How to get .pb model?


(Ugnius Malukas) #1

I am trying to train the DeepSpeech with this code:

#!/bin/sh
python -u ../DeepSpeech.py \
  --export_tflite \
  --export_dir /media/ugnelis/Data/GIT/lithuanian-speach-to-text/DeepSpeech/mano \
  --train_files data/dataset.csv \
  --dev_files data/dataset.csv \
  --test_files data/dataset.csv \
  --alphabet data/alphabet.txt \
  --train_batch_size 1 \
  --dev_batch_size 1 \
  --test_batch_size 1 \
  --n_hidden 494 \
  --epoch 5 \
  --checkpoint_dir models \
"$@"

And the problem is that I don’t get “.pb” model as an output, only TensorFlow check points.
Do I need additional flag for “.pb” module?

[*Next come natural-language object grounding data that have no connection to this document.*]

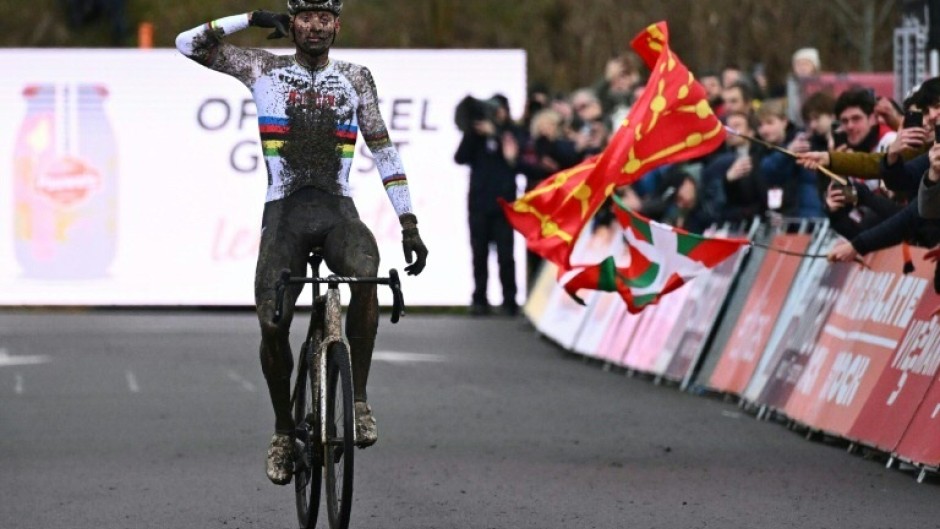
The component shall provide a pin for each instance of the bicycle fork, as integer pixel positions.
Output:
(332, 333)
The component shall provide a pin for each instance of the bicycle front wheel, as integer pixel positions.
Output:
(307, 472)
(338, 452)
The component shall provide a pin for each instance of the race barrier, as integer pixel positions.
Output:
(847, 350)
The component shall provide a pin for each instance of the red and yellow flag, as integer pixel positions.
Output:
(671, 122)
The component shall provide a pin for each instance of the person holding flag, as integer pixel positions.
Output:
(671, 122)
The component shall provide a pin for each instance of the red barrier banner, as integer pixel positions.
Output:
(563, 318)
(646, 351)
(618, 345)
(906, 379)
(768, 294)
(870, 317)
(802, 331)
(601, 317)
(604, 305)
(699, 315)
(921, 441)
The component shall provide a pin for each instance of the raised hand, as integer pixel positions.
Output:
(411, 243)
(268, 19)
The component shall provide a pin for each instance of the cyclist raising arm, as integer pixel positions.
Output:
(310, 111)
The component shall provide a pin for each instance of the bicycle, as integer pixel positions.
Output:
(325, 416)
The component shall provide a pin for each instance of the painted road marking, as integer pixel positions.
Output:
(131, 382)
(397, 357)
(6, 359)
(238, 379)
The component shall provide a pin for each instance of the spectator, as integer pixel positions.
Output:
(731, 75)
(818, 113)
(731, 187)
(678, 202)
(737, 98)
(491, 148)
(712, 85)
(587, 108)
(547, 151)
(804, 64)
(855, 109)
(791, 189)
(615, 91)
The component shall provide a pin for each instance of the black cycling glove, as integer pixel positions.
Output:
(267, 19)
(412, 245)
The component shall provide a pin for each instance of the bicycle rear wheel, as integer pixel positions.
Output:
(338, 452)
(307, 472)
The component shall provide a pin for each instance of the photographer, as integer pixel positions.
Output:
(490, 146)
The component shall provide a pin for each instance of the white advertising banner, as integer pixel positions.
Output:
(134, 177)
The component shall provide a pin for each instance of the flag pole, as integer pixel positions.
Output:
(836, 178)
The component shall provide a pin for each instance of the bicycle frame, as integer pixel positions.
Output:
(325, 361)
(326, 328)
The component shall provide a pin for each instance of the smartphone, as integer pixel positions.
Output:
(839, 137)
(913, 119)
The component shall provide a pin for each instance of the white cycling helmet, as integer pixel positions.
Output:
(298, 6)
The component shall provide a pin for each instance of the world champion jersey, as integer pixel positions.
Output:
(308, 119)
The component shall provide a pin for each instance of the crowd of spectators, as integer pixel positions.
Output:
(881, 147)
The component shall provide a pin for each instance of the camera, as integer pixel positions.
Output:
(471, 109)
(913, 119)
(839, 137)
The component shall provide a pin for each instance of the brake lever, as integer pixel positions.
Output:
(280, 287)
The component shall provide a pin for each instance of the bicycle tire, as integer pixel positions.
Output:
(307, 478)
(340, 447)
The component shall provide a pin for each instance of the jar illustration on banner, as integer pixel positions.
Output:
(65, 184)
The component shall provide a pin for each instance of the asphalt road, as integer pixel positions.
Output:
(161, 419)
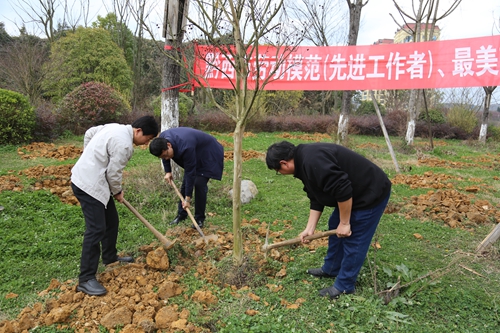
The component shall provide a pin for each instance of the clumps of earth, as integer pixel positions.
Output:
(144, 296)
(141, 296)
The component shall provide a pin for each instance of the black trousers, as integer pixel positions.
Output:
(101, 228)
(200, 198)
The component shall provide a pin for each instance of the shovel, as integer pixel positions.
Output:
(266, 247)
(167, 243)
(211, 237)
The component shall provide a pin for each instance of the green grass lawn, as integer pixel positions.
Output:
(447, 287)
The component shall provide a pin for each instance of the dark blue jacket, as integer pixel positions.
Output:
(197, 152)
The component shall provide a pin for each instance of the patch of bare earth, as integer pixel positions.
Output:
(146, 296)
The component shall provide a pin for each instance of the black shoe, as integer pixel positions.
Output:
(318, 272)
(121, 259)
(178, 219)
(91, 287)
(200, 224)
(332, 292)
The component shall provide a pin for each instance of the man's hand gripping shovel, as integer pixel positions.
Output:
(205, 238)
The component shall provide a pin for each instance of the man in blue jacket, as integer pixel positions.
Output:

P. s. I hope this error is not blocking to get “.pb” module:

...
100% (1 of 1) |##########################| Elapsed Time: 0:00:00 Time:  0:00:00
Preprocessing ['data/dataset.csv']
WARNING:root:frame length (551) is greater than FFT size (512), frame will be truncated. Increase NFFT to avoid.
Preprocessing done
[scorer.cpp:63] FATAL: "(access(filename, 4)) == (0)" check failed. Invalid language model path

(Lissyx) #2

That’s wrong, and not even in master, and will not get you a .pb but a .tflite. Please stick to only --export_dir as documented.


(Ugnius Malukas) #3

I have tried both - with --export_tflite and without. I don’t get .pb or .tflite.
image


(Ugnius Malukas) #4

If I set --export_dir, it event doesn’t create a folder.


(Lissyx) #5

Again, --export_tflite is only on my branch, so it’s not expected to work


(Lissyx) #6

it should create it, but try forcing the creation. Also the error about access() is kind of worrying. Can you try mkdir -p /tmp/test-model and then run with --export_dir /tmp/test-model/ ?


(Ugnius Malukas) #7

Still doesn’t create. Could be a problem that I use wrong git branch?


(Lissyx) #8

I can’t tell if you don’t share us more informations, like branches, versions, and full logs.


(Ugnius Malukas) #9

I am running last version of master branch, commit de279168ecfa47e79d4b155c4c529267441a051a.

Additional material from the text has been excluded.